This language is much broader and doesn’t necessarily require forced entry to apply. Several factors can elevate a burglary charge to a serious felony, such as if a weapon was used when committing the offense or if an assault or battery occurred.
Possible Penalties for Tampa Property Crimes
Since property crimes range in severity and damage, you could face a number of punishments based on the charges you face:
- Second-degree misdemeanors are punishable by up to 60 days in jail and a maximum fine of $500.
- First-degree misdemeanors are punishable by up to a year in jail and a maximum fine of $1,000.
- A third-degree felony is punishable by up to five years in prison and a maximum fine of $5,000.
- A second-degree felony is punishable by up to 15 years in prison and a maximum fine of $10,000.
- A first-degree felony is punishable by up to 30 years in prison and a maximum fine of $10,000.
Many property crimes can be charged at multiple levels depending on the facts of the case. For example, you could face more severe charges if the alleged offense caused thousands of dollars’ worth of damage or took place at a protected institution such as a church or memorial.
In addition to the criminal penalties that could accompany a property offense conviction, you could face other collateral consequences, including:
- Restitution to the property owner
- A permanent criminal record
- Difficulty finding and maintaining employment and housing
- Additional punishments at school
- A negative effect on your reputation
While the potential consequences might seem overwhelming, know you have several options to fight the charges against you.
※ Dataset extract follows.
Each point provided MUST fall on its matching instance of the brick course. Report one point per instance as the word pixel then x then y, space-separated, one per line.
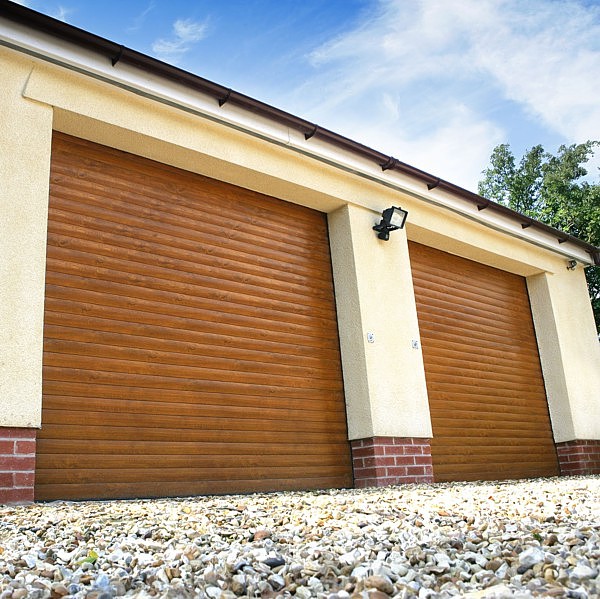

Defending Against Property Crime Allegations in Tampa
Whether you’re facing a misdemeanor or felony charge, an aggressive Tampa property crimes attorney can make the difference between you being convicted and keeping your freedom. An attorney can fight for your charges to be reduced or dismissed altogether.
Property crimes are often lower-level charges and misdemeanors. Your attorney can advocate for you to face alternative punishments, such as probation or community service rather than jail time. But a more aggressive defense strategy may be warranted for more serious charges. Potential defense strategies might include the following:
- Challenging the constitutionality of your arrest.
- Challenging evidence as a result of an unlawful search or seizure.
- Establishing that the prosecution lacks sufficient evidence to convict you.
- Proving you had consent from the property owner.
- Arguing that you lacked intent to commit the crime.
- Showing you were falsely accused or that there has been a mistake in identity.
Most property crime charges require the prosecution to prove that you entered the property knowingly without permission and intended to commit wrongdoing. If your attorney can show weaknesses in the evidence against you, the prosecution may not have a strong enough case to convict.